剣道を習い始めたのは35年前、当時、小学5年生だった次男の一言がきっかけ。「小1から続けていた剣道をやめたいと言い出し、『お母さんもするから、教えてね』と引き留めたんです」。まもなくのめり込み、60歳で定年した後は退職金を使って道場を立ち上げた。「道場があればいつでも稽古できますから。ずっと働いてきた自分へのご褒美でした」と振り返る。
7段は10年ほど前から受けてきたが、合格率2割弱の壁を超えられなかった。今回は試合形式で行われる実技を初めて合格。「覚えているのは胴と面を決めた時の音だけ。それぐらい無心で臨めました」。続く木刀を使っての形も合格し、念願を果たした。「合格者は小さいころから剣道をしていた人が多い。審査されていた全国の先生方からは『長いことかかったけど、良かったね』と声を掛けていただきました」を目を細める。

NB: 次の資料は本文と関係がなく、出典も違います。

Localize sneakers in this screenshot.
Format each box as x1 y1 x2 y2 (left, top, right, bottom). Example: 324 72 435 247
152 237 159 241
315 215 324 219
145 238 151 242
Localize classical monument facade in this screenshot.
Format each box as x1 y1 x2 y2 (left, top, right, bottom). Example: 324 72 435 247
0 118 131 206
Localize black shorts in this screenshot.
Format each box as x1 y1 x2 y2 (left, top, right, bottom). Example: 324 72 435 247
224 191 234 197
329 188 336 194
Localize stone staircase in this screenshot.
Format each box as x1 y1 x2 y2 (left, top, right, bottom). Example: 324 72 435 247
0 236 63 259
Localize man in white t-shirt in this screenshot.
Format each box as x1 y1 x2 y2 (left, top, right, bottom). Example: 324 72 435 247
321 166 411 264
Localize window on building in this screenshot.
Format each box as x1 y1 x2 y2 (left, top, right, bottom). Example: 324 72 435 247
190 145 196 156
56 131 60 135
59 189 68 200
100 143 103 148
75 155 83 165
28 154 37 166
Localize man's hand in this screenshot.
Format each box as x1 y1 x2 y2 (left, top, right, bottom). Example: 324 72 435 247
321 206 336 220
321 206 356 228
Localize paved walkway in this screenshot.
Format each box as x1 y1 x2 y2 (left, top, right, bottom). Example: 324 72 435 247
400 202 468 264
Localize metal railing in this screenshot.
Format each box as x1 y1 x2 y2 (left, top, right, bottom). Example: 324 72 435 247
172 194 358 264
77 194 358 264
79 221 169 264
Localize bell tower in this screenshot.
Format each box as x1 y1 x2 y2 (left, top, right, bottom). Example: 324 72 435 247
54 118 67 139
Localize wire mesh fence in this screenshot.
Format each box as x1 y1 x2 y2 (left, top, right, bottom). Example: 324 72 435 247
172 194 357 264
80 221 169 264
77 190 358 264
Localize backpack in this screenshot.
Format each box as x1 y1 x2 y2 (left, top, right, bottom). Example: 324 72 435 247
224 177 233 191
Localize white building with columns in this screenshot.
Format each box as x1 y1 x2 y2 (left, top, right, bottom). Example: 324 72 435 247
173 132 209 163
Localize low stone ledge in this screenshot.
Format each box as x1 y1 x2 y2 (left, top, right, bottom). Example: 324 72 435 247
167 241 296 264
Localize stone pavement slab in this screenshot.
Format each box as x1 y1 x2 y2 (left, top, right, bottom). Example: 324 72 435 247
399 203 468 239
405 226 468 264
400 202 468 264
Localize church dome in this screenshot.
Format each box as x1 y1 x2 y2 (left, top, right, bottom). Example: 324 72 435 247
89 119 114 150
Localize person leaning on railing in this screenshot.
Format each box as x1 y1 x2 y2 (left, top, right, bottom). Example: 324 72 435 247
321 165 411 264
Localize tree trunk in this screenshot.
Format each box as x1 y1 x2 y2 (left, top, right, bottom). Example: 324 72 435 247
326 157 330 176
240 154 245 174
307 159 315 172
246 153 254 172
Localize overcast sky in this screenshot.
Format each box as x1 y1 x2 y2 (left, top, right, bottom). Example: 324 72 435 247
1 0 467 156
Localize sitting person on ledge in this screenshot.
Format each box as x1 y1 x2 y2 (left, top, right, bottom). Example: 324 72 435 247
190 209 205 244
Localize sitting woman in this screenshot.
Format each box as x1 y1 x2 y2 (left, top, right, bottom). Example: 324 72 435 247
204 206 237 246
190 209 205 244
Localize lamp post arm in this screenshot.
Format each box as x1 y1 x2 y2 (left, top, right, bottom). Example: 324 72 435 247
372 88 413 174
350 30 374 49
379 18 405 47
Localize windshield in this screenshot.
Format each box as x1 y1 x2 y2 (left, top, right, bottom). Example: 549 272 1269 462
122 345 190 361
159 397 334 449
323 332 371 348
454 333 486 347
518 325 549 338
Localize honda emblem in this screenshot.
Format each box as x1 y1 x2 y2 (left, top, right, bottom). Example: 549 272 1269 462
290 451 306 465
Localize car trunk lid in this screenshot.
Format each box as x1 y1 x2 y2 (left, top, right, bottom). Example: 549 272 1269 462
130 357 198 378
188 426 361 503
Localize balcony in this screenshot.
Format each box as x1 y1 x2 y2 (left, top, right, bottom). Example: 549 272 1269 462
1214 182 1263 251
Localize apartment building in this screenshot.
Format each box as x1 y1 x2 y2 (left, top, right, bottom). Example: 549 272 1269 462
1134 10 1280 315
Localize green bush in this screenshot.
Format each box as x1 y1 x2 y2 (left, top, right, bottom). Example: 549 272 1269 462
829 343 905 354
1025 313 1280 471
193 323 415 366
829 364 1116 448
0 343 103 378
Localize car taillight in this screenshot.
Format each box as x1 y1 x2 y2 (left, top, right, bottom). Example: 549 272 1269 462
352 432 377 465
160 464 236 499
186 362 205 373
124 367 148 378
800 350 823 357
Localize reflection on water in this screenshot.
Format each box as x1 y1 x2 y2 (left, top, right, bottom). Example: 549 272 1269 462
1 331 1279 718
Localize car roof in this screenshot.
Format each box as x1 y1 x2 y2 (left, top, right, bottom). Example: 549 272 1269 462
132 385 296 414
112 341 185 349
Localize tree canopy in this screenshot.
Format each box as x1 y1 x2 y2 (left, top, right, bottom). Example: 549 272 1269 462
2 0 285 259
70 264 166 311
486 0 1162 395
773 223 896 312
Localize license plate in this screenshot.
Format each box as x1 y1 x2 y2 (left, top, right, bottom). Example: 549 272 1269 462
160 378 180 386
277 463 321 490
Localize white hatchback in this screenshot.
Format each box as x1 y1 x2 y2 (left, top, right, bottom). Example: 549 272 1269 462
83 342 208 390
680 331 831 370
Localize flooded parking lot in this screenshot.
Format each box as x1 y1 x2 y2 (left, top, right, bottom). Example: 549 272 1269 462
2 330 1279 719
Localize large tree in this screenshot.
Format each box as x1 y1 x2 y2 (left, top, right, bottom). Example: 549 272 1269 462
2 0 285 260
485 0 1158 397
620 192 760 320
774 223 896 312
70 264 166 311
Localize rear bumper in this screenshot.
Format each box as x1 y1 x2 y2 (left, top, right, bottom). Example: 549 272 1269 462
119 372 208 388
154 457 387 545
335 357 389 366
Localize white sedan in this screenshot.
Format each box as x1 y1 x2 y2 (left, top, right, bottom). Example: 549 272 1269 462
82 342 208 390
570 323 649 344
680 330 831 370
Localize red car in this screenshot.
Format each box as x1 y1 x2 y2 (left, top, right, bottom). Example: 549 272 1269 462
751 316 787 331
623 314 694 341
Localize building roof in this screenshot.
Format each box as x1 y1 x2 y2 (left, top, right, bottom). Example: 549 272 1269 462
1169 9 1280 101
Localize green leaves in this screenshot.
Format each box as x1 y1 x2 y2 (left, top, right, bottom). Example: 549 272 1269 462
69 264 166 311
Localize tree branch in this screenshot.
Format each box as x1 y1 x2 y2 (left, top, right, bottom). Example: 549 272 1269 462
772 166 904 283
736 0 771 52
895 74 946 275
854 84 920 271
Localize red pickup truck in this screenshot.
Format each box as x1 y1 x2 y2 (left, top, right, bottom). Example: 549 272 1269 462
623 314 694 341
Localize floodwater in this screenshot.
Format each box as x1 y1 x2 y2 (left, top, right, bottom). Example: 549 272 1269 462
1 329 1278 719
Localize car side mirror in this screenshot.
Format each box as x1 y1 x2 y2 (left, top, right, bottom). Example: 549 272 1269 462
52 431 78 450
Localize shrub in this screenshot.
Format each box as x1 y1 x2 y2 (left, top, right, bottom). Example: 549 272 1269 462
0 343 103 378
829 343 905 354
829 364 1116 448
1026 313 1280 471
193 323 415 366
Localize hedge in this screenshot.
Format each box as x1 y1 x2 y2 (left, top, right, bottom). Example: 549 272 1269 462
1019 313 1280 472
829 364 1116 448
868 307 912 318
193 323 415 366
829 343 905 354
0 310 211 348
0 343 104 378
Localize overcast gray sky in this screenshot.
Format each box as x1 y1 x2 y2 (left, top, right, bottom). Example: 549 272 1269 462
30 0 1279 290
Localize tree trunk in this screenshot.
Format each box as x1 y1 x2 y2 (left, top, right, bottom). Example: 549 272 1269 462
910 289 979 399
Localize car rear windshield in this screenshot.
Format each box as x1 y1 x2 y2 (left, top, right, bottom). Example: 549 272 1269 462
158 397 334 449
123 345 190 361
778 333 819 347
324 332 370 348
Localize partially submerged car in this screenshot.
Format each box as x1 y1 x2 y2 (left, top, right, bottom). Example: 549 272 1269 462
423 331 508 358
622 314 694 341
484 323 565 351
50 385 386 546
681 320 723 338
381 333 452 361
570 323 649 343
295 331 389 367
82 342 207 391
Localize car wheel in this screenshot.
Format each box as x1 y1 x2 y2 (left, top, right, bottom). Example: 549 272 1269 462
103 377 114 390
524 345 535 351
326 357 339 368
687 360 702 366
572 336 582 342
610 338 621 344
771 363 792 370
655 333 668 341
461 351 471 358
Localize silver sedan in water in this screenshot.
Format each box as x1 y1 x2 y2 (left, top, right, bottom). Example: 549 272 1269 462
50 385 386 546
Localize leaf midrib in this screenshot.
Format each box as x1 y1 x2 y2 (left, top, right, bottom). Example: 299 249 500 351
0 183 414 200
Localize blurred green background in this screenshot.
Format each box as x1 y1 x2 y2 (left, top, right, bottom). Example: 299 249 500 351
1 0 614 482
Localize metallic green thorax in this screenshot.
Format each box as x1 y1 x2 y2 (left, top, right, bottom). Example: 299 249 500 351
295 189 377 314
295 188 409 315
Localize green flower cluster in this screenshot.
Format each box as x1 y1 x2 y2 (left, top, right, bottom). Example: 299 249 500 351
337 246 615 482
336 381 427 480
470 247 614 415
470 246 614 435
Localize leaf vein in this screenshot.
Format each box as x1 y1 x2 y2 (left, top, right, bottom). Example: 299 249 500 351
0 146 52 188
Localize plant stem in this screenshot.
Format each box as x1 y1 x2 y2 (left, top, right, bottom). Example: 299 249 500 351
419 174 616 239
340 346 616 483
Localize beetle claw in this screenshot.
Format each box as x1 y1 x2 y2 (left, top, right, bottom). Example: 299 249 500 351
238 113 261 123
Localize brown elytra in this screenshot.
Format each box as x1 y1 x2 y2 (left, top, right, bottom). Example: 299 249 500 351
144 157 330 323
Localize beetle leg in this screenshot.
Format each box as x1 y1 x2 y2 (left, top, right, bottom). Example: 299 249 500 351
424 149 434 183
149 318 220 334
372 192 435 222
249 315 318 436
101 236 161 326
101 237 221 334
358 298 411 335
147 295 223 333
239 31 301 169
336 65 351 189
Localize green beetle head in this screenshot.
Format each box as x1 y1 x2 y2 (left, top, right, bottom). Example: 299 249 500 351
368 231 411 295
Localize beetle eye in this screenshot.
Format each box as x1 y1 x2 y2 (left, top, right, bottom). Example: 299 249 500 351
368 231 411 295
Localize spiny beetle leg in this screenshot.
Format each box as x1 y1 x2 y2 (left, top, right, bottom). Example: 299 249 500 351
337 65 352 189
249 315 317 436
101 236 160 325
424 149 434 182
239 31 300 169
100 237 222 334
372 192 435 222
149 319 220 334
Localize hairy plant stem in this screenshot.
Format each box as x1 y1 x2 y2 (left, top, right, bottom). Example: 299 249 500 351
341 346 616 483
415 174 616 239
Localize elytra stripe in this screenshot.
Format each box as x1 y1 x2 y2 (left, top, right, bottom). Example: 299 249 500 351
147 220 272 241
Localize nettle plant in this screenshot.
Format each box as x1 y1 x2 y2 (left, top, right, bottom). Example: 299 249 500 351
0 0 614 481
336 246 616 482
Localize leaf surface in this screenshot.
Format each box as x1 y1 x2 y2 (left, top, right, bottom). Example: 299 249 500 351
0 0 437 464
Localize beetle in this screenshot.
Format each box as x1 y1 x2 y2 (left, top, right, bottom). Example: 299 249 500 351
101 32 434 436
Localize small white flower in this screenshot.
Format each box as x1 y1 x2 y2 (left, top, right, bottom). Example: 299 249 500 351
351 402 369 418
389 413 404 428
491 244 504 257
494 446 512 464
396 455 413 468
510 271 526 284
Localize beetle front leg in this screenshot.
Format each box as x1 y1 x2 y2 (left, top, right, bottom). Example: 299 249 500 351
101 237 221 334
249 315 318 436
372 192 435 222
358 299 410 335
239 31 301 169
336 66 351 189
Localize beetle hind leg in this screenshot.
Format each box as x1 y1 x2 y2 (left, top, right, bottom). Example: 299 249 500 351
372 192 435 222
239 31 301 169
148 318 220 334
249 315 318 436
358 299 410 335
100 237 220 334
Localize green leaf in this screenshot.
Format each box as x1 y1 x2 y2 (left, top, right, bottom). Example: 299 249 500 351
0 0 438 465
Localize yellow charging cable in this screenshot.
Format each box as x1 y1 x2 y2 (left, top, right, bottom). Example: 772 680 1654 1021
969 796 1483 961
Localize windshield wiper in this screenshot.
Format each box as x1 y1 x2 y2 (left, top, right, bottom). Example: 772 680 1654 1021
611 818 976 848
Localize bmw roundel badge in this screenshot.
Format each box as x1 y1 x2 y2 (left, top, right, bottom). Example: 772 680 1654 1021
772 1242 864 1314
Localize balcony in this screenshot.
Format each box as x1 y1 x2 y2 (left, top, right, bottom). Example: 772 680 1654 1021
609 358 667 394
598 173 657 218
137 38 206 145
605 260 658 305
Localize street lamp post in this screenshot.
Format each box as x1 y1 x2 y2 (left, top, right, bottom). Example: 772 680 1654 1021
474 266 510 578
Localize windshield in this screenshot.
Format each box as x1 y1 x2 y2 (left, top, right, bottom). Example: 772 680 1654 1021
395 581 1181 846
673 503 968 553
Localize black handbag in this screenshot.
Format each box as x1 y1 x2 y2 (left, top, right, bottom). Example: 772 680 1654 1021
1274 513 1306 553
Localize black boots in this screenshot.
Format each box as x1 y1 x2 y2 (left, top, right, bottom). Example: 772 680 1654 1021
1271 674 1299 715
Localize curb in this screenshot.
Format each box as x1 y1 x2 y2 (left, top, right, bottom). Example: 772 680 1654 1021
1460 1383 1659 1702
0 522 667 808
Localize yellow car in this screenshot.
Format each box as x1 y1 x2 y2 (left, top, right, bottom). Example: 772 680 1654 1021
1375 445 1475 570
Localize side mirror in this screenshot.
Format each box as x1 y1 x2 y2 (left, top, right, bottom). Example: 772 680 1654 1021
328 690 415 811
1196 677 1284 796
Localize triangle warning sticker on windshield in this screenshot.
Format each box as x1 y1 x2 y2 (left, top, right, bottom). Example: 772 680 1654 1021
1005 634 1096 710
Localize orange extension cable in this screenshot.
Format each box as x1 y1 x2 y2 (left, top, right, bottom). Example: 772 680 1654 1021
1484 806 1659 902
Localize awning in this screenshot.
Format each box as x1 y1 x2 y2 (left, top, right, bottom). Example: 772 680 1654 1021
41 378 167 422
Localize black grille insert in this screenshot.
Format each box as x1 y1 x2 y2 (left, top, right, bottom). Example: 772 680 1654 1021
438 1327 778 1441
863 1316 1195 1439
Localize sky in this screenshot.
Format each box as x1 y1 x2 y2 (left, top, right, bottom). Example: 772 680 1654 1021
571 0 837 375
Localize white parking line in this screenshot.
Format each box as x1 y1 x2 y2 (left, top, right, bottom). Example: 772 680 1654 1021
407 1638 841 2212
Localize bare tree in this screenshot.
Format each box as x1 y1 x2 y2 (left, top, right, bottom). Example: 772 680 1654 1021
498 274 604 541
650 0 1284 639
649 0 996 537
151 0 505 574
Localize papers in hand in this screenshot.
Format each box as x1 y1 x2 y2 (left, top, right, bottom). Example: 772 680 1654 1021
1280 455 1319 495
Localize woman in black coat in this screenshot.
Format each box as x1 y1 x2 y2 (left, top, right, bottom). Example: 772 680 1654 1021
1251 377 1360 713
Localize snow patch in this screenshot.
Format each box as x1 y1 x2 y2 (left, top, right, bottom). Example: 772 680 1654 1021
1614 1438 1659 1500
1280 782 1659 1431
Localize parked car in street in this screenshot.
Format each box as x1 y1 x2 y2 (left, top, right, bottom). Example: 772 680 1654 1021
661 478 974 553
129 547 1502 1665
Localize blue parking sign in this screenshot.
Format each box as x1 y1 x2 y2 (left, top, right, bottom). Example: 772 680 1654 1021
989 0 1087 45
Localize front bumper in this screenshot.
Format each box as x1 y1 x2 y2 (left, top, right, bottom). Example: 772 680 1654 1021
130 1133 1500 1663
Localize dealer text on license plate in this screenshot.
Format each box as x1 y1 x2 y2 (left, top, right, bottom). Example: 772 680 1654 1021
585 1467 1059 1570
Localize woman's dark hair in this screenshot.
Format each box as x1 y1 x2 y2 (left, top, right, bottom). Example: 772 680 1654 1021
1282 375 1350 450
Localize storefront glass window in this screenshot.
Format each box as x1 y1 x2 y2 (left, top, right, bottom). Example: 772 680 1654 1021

78歳での7段合格を教え子も喜ぶ。3年前から指導を受ける西村亮良(あきら)くん(11)は「やさしい先生ですが、先生同士で試合をしているときはとっても元気だと感じます。合格は本当にすごい」と話す。
座右の銘は『一歩不留』。「その場に留まらず、一歩でも前へとの意味です。私の7段合格が刺激となり、年齢を理由に何かをやめるのではなく、年齢を重ねても前向きに取り組んでいこうと思ってくれる人がいたら幸せです」と願っている。